Abstract
Residential and commercial buildings currently account for 30% of total global final energy consumption. Urban-scale building energy modeling (UBEM) can enable scalable investments and unlock building improvements by quantifying energy, demand, emissions, and cost reductions of specific measures or packages for building-specific technologies in large geographic regions. While the sophistication of UBEM data sources and technologies have increased dramatically in the past decade, there remains a knowledge gap for empirical validation and sources of bias between building-specific energy models and measured data at varying geographic scales.

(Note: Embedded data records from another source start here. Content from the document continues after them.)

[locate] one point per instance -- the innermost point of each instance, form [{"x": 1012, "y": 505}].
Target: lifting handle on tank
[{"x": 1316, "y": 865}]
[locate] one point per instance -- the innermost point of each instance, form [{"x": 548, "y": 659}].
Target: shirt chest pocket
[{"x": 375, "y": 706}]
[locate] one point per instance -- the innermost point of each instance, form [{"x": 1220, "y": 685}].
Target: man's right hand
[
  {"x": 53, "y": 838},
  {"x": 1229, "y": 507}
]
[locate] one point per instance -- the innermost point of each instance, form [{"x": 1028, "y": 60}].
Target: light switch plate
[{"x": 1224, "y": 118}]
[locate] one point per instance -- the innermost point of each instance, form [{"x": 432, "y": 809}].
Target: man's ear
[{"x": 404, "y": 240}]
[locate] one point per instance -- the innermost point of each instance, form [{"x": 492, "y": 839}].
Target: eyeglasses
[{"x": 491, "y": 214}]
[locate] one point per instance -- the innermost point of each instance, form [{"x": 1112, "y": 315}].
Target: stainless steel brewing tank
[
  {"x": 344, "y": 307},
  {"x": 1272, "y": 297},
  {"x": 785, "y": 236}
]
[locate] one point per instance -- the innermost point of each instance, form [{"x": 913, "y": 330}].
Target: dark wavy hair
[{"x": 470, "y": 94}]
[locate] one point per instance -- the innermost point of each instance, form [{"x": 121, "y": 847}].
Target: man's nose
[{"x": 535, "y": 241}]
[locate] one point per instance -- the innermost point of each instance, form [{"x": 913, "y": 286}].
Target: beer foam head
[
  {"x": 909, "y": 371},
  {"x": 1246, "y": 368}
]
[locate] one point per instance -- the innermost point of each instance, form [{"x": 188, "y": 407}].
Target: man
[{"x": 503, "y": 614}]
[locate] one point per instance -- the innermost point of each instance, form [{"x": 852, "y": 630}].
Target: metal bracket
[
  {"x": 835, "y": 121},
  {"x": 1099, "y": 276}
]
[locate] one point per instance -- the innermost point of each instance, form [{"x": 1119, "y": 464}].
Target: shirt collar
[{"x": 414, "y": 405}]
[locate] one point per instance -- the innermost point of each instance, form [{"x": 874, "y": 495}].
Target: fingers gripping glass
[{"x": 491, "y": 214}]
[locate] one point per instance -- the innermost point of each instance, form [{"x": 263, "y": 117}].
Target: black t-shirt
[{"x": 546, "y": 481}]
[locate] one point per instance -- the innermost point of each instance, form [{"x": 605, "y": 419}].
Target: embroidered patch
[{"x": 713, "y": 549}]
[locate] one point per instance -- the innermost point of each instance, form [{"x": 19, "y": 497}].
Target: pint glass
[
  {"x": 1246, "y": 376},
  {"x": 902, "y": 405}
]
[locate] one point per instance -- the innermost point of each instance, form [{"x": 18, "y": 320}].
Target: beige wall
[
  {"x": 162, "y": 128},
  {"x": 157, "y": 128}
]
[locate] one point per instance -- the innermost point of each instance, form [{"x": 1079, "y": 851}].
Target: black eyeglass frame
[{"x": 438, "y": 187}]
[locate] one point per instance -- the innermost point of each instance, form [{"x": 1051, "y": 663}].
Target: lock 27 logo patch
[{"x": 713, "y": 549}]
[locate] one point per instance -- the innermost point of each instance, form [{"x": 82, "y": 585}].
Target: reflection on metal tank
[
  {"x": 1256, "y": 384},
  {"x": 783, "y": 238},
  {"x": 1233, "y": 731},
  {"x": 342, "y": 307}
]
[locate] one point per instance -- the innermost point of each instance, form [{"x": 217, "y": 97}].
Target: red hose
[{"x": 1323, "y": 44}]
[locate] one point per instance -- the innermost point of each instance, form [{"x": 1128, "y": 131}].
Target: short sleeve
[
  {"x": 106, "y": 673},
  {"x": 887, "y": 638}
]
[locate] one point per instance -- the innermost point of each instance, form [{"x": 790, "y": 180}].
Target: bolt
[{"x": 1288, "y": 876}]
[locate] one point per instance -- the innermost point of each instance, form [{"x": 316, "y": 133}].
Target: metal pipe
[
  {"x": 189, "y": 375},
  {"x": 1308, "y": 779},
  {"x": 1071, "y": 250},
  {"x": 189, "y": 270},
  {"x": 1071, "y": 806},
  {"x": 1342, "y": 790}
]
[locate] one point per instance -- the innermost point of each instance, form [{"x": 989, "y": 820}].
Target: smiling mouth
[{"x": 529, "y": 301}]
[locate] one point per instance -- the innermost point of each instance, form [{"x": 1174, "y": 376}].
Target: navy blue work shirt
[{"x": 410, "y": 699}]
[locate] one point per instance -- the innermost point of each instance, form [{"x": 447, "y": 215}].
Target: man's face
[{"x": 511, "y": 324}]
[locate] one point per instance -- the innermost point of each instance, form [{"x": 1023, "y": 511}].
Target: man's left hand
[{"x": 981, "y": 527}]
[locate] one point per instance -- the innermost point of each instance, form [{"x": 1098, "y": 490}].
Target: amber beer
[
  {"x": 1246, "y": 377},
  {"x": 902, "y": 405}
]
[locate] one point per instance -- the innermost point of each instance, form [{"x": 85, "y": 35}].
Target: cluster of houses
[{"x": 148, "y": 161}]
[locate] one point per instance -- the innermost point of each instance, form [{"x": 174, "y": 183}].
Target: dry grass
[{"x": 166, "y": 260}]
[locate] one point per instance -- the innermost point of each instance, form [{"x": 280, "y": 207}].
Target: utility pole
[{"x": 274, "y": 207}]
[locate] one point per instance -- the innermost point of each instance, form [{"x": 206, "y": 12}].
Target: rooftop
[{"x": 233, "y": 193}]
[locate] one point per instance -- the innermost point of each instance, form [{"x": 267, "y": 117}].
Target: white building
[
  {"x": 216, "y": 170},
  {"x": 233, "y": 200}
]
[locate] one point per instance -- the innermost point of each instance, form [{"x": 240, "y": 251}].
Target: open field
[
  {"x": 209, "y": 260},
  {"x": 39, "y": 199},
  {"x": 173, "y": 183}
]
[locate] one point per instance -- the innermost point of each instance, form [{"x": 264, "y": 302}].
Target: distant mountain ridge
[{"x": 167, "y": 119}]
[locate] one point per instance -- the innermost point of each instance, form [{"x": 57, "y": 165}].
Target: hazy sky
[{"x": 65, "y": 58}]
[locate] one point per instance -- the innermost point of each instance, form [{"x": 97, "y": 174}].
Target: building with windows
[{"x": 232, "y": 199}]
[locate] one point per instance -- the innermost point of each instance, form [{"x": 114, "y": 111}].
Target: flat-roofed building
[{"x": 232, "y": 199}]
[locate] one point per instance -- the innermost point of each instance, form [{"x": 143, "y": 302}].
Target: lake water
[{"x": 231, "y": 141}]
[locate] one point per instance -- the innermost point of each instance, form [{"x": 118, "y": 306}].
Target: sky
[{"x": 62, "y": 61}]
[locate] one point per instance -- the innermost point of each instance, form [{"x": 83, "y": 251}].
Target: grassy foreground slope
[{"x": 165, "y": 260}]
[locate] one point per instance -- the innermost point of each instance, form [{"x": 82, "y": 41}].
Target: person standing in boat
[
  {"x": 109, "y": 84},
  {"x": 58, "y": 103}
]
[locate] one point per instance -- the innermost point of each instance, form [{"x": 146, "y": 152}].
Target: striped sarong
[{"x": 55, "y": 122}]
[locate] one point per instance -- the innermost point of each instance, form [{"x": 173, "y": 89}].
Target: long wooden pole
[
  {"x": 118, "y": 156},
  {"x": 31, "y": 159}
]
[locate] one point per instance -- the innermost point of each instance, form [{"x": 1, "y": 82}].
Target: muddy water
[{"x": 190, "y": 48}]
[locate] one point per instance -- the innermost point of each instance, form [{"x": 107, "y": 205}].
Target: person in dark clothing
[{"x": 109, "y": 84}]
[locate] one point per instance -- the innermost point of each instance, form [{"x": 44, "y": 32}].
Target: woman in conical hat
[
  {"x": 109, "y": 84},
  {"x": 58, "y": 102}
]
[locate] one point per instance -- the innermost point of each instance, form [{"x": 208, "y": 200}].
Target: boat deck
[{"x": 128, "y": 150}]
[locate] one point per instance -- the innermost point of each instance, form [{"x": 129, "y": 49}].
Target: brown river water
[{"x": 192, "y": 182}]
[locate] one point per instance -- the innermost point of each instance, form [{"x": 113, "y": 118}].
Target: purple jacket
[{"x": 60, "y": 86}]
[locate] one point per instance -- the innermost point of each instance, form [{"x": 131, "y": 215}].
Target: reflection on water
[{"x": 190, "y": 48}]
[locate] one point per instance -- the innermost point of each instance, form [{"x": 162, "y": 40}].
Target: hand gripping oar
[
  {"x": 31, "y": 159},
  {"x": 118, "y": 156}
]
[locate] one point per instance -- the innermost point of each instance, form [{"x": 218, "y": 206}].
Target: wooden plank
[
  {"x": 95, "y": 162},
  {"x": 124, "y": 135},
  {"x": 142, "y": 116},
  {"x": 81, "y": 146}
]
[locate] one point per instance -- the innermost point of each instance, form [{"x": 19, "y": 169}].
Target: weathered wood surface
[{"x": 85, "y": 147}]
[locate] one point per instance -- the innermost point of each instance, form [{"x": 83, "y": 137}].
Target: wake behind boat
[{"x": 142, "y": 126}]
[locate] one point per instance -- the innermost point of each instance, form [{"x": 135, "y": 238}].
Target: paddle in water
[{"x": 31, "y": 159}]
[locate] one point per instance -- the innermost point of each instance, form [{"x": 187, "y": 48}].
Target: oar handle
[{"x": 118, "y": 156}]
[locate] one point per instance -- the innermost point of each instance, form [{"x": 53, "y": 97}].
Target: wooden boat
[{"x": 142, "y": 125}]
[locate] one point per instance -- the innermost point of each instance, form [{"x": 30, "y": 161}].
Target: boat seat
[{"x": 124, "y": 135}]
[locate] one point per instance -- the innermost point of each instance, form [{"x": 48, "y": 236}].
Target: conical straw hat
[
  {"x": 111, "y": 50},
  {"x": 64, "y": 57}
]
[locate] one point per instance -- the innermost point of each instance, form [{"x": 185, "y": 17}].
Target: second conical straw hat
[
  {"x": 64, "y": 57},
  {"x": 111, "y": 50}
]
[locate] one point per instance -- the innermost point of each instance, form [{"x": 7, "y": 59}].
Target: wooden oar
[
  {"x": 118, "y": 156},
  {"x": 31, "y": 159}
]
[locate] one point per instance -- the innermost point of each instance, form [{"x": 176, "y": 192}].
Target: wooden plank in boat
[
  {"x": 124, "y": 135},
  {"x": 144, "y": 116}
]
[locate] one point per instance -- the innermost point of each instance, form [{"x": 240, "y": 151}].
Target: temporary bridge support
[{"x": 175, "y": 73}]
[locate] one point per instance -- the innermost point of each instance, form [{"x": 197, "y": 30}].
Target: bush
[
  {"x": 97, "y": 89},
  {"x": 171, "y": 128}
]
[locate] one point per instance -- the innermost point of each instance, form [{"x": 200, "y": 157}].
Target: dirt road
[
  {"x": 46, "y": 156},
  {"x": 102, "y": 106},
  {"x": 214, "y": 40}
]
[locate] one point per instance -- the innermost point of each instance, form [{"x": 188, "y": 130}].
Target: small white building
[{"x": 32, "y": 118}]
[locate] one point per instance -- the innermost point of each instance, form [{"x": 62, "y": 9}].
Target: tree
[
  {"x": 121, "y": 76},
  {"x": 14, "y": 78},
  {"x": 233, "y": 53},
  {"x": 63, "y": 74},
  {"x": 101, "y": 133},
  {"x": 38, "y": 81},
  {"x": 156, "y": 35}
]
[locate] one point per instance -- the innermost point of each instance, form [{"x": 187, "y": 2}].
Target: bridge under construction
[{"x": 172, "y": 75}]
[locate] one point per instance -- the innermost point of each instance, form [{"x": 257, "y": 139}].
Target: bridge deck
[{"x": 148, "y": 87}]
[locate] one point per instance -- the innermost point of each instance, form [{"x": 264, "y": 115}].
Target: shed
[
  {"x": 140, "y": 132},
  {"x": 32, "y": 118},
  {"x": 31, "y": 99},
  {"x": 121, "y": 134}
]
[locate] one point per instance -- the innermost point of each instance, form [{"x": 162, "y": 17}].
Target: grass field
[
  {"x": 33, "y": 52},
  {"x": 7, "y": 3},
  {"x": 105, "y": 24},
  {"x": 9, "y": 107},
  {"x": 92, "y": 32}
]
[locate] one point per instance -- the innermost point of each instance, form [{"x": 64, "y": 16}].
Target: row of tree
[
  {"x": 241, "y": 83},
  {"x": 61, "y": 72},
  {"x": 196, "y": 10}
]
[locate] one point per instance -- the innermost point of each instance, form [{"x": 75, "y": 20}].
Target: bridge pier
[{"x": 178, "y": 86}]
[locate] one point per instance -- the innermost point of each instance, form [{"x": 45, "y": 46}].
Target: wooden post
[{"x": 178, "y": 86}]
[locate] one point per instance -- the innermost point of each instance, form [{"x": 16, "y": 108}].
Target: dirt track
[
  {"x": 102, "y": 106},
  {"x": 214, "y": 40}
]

As UBEM continues to develop, systemic analysis of accuracy, bias, and limitations of the resulting models is necessary to inform best practices and move toward standardization. These are characterized for the Automatic Building Energy Modeling (AutoBEM) software suite with an initial case study involving metered electricity consumption data from 247,188 buildings in Chicago, Illinois, USA - averaged across years 2019-2021 - compared to the following datasets: (1) the AutoBEM-generated nation-scale Model America version 2 (MAv2) data for 596,064 buildings, (2) tax assessor data for 579,829 buildings, (3) tax assessor data filled with MAv2, and (4) 102 representative dynamic archetypes. The accuracy is reported for every building type and vintage combination, along with multiple sources of bias for unique building descriptors. The AutoBEM simulation workflow produced energy consumption estimates that closely match aggregated metered electricity consumption data for different types of buildings constructed during various time periods at the city scale - with initial normalized mean bias error of 10.9%, and 1.1% after removing outliers. Contribution of statistically significant factors including building type, land use, age, and size to variance in UBEM bias is quantified.